Threat Hunting Basics
Threat hunting is the proactive practice of searching for hidden threats or malicious activity within an organization’s environment, before or sometimes after alerts are triggered. Its main goal is to uncover attacks early, reducing the dwell time, which is the period an adversary remains undetected in the network.
Dwell time refers to the period an attacker remains undetected in your environment. Minimizing dwell time is critical because even a few hours of undetected activity can lead to stolen credentials, lateral movement, and data exfiltration.
Why Traditional Security Tools Fall Short
While AV and EDR solutions are valuable, they inherently rely on predefined detection rules such as known file hashes, signatures, or behavioral indicators.
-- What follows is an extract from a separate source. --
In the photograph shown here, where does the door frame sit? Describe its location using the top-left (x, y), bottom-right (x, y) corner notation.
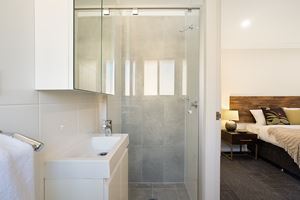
top-left (198, 0), bottom-right (221, 200)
These tools are excellent at catching known threats but often fail against:
- Zero day malware that has never been seen before
- Advanced Persistent Threats (APT) employing novel techniques
- Insider threats or misconfigurations that behave like legitimate activity
Traditional security tools are fundamentally reactive. If a malicious action does not match a signature or known behavior, it can easily go unnoticed. Threat hunting fills this gap, enabling security teams to actively search for anomalies, uncover stealthy attacks, and improve detection over time.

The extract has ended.